Dois anos atrás, a notícia da morte de Genival Lacerda me repunha em 1958, tempo em que eu cursava o Primário no Recife e morria de saudade de casa. Os domingos sem escola me permitiam a cama por mais tempo. Das 9 às 12, o rádio do vizinho sintonizado na Tamandaré sempre me trazia as vozes de três paraibanos. “Eu fui feliz no meu Bodocongó”, cantava Jackson. Naquele barquinho de um remo só eu também chegava a Campina, longe, ainda, da pequena Pilar, onde viviam meus pais, irmãos e amigos. Contudo, já mais perto dos meus.

Marinês, então, me divertia. Apesar dos meus 12 anos, eu suspeitava de que havia algo além da pimenta de Seu Malaquia naquele peba. Tudo por conta do rumo da conversa travada no meio da música, com a sanfona a resfolegar.

Ela – Ô, sujeito, tu não dissesse que não ardia?
Ele – E ardeu?
Ela – Ardeu, sim.
Ele – Mas tu gostou.
Ela – Eu gostei, mas tô pegando fogo.

Tudo bem, Marinês nasceu em São Vicente Férrer, Pernambuco, mas quem lhe negaria a alma campinense? “Coco de 56” e “Dance o xaxado”, em gravação da Mocambo, cemitério de cantores, como a tratava o deboche pernambucano, preenchiam o compacto duplo, o primeiro da carreira de Genival Lacerda, ao que li. Estava ali, então, a terceira voz da Paraíba a me embalar o coração de menino naquelas manhãs de domingo, no subúrbio de Jangadinha, a cinco horas de trem do meu ninho.

O Genival que cantava nas manhãs da Tamandaré e em muitas outras emissoras nacionais, nas vizinhanças de 1960, ainda não era o Senador do Rojão nem o Rei da Munganga, aquele da “Severina Xique-Xique”, do “Rock do Jegue”, ou do “Mate o Veio” e, sim, o intérprete de coco e xaxado no palco da minha e de muitas saudades. Foi quando eu mais gostei dele.

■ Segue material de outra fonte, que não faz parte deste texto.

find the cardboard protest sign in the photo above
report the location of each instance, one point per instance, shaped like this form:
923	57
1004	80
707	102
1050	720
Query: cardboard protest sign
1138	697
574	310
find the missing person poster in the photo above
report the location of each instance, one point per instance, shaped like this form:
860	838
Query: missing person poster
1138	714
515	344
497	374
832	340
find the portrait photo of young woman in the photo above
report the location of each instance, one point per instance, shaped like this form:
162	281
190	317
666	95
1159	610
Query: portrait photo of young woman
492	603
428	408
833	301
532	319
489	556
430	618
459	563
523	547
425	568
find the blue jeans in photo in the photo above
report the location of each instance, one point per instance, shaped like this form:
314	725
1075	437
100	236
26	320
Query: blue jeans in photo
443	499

O homem sobreviveu à Gravadora Mocambo, o dito sepulcro de nomes regionais. Fez-se conhecido e aplaudido por multidões. Aos 89 anos, foi morto por um vírus mal contido pela imprevidência governamental e pela insensatez de muitos, em meio ao distinto público. É dele, primeiramente, que volto a lembrar, passados esses dois anos. Mas, também, por extensão, dos outros sem-tempo para a vacina de agora. Uma pena.